Un album plein de douceur pour parler d’adoption, de famille et d’amour, avec des illustrations de très belle qualité. Pour le commander
- Ingrid Chabert et Stéphanie Augusseau, Un jour, mes parents viendront, Alice Album, 2013
Le temps semble arrêté. Il n’y a que l’attente, presque palpable. L’attente d’un enfant, une petite fille, l’attente du jour où ses parents viendront. Enfin. Il fait chaud, les mêmes gestes se répètent tous les jours : jouer sur un bout de trottoir, guetter le va-et-vient des voitures, apporter un peu d’attention aux autres enfants… Il fait très chaud, les mêmes événements se répètent inlassablement : la porte qui s’ouvre, les rires de l’enfant heureux que ses parents viennent chercher, la tristesse mêlée de joie pour l’heureux adopté, l’espoir du jour où « mon tour viendra », la lutte contre la tristesse, la résignation… Et puis, un jour, c’est le prénom de la petite fille qu’on appelle… elle les voit, et elle sait que c’est eux. Ils sont venus…
Mais aussi pour les enfants confiés à l’Aide sociale à l’enfance…
- Emmanuelle Toussaint, Qui s’occupe de Martha ?Utopique, 2024
Un album spécialement conçu pour les enfants confiés à l’Aide sociale à l’enfance… mais surtout pour les adultes qui les accompagnent. Le petit « plus » : un coin des grands pour mieux comprendre les objectifs de cet album, ce qui se joue pour ces enfants et leur parcours au sein de l’ASE.

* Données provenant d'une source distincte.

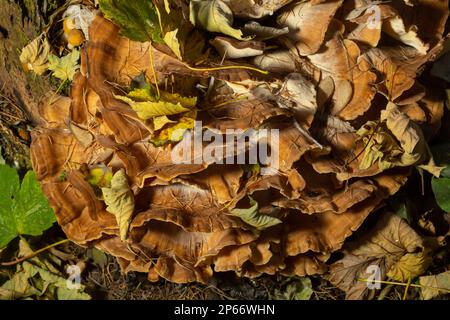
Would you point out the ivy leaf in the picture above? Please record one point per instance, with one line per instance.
(34, 56)
(24, 210)
(252, 216)
(64, 68)
(137, 19)
(120, 201)
(441, 189)
(214, 16)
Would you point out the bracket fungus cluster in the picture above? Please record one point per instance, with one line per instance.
(338, 79)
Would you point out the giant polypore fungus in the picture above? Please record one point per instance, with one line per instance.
(342, 89)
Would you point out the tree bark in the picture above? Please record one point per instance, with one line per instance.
(20, 91)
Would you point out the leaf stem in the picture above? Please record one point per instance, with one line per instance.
(35, 253)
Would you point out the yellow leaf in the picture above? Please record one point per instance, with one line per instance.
(214, 16)
(149, 109)
(34, 56)
(175, 132)
(120, 202)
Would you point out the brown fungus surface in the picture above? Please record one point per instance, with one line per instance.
(346, 101)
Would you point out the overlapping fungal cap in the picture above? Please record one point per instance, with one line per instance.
(342, 91)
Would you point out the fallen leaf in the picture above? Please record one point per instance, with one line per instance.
(436, 285)
(24, 210)
(214, 16)
(35, 55)
(300, 289)
(252, 217)
(137, 19)
(441, 190)
(392, 247)
(120, 201)
(64, 68)
(150, 109)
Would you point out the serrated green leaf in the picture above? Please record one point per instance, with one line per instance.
(64, 68)
(441, 189)
(214, 16)
(149, 109)
(35, 55)
(137, 19)
(120, 201)
(441, 155)
(148, 106)
(252, 217)
(23, 209)
(32, 211)
(180, 36)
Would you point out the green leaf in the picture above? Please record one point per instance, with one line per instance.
(252, 217)
(64, 68)
(214, 16)
(150, 109)
(24, 210)
(296, 290)
(441, 189)
(186, 42)
(434, 286)
(120, 201)
(35, 55)
(148, 106)
(441, 155)
(100, 177)
(2, 160)
(137, 19)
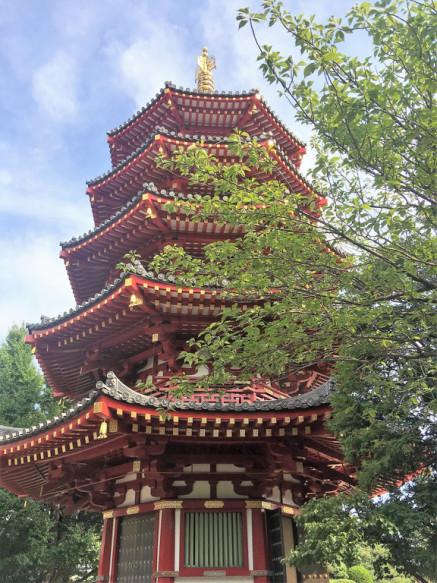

Le gros « plus » : le livret personnel, que chaque enfant confié peut compléter.
- Arnaud Tiercelin et Aude Brisson (ill.), Frère de passage, Kilowatt, coll. Les Kapoches, 2019
Nino doit vivre dans une famille d’accueil : Éric, Sylvie et leur fils Antoine. Ce dernier ne voit pas d’un bon oeil l’arrivée d’un inconnu sur son territoire. » J’étais arrivé chez eux le matin, Eric et Sylvie voulaient faire une photo. Parce qu’il ne fallait pas qu’on oublie ce moment. Et la photo, on la mettrait sur le frigo. Ils étaient tout souriants, leur nom leur allait comme un gant famille d’accueil. Leur fils, Antoine, s’est vite éclipsé avant la photo. Il m’en voulait d’être là, chez lui. Mais je ne lui voulais aucun mal, moi. »
Nino le narrateur est attachant, compréhensif et le lecteur s’identifiera facilement à ce qu’il évoque. Le style est fluide et les illustrations simples.